A few days ago, while meeting with the team to debrief about our week at Emafini, the topic about class discussions was brought up. I was quick to share that I noticed that the students do not spend time discussing a topic in the classroom.
Back at home I have my students engage in a lot of discussions and seminars about current events, history or books. I let my students lead the talks and argue their thoughts with little guidance from myself. My fifth graders surprise me with the depth of their discussions about my read alouds.
This week at Emafini Primary, I tried to have the students share their thoughts with me and it was difficult. I assumed that this was because they weren’t taught how to argue or discuss; until I remembered that some of the most intelligent conversations I’ve had has been with the youth in South Africa. In previous blogs, I talked about how overwhelmed I became listening to people in their teens talk about the world around them.
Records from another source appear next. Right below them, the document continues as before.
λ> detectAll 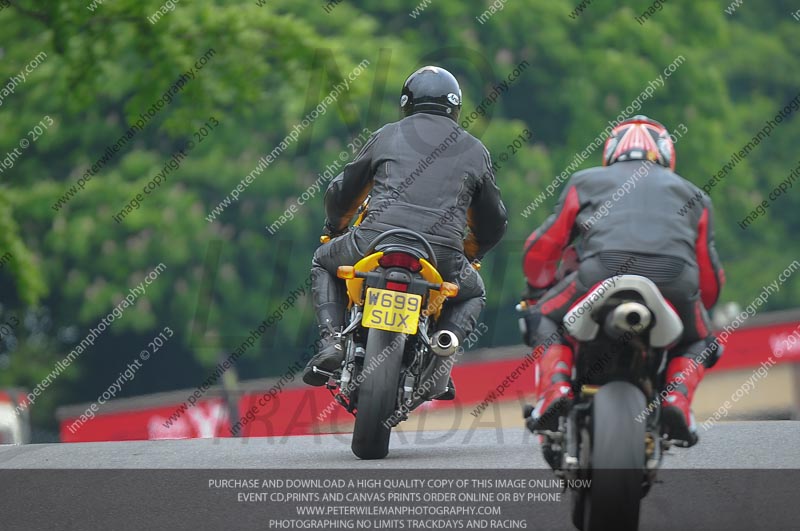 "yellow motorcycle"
[314,229,459,459]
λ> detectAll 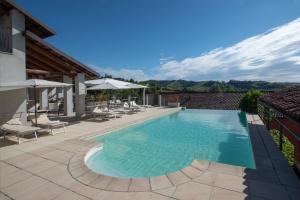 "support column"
[63,75,73,116]
[39,88,48,110]
[146,94,149,105]
[158,94,162,107]
[143,88,146,105]
[75,73,86,117]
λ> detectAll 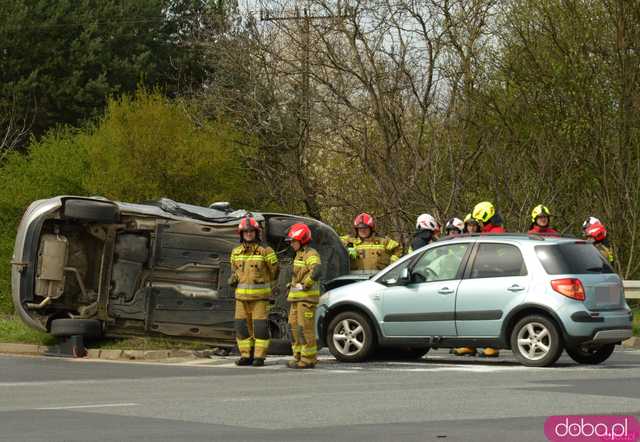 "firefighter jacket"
[340,235,402,271]
[481,213,507,233]
[287,246,321,304]
[229,242,279,301]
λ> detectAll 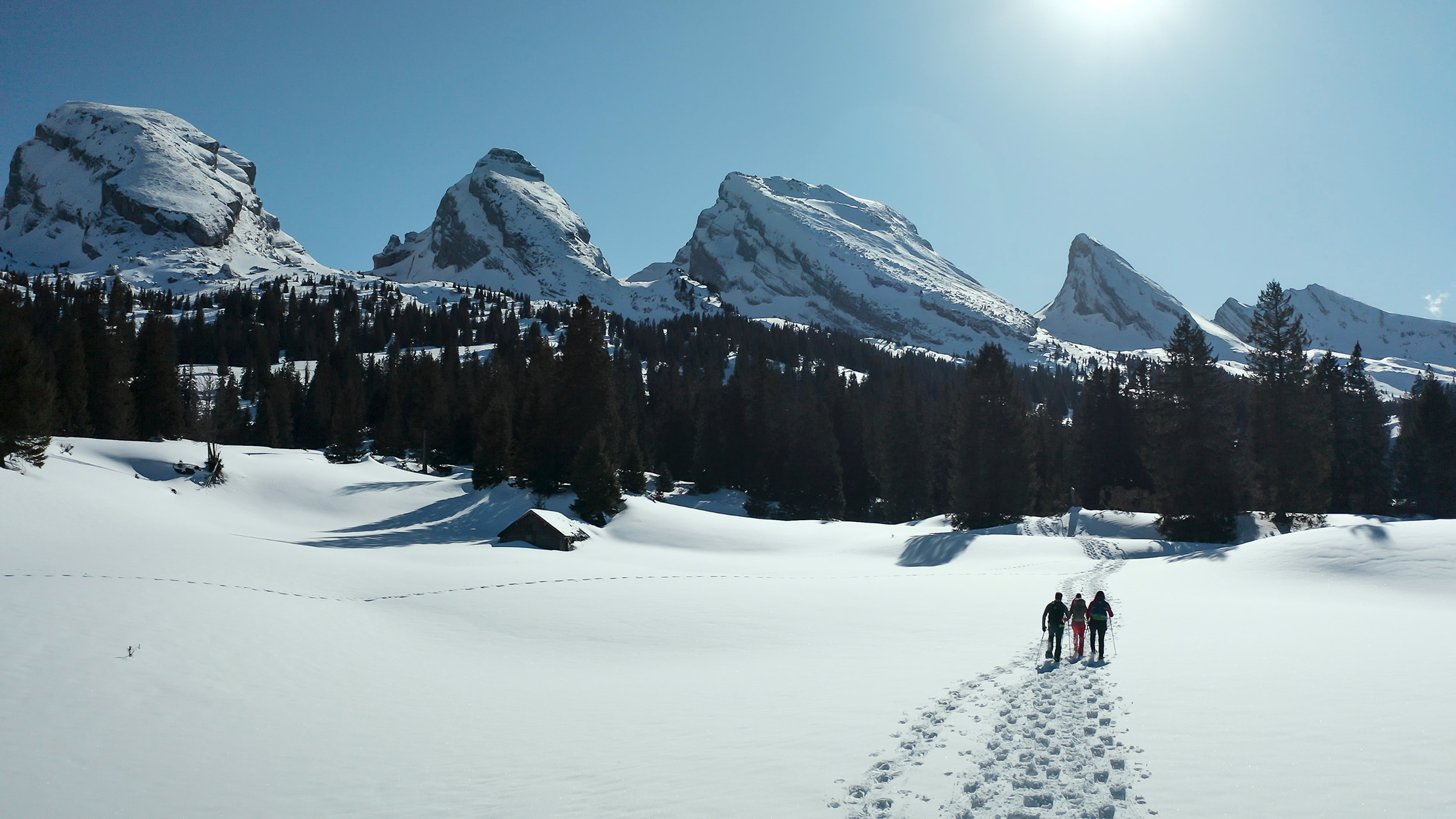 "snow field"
[0,439,1456,817]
The learners at Emafini have had a similar effect on me. When they are in between classes and we have a second to discuss what their interests are, or what is going on in their world, they light up and love to share their thoughts.
When I compare my learners in America, to the learners in South Africa, I’ve noticed that my students can talk about literature and social studies freely, but conversations about their life at home or about their neighborhood have not taken place. Whereas the children in Port Elizabeth speak of their communities with ease, but do not question literature or science.
I’m reminded that my way, or our way, is not the “right way.”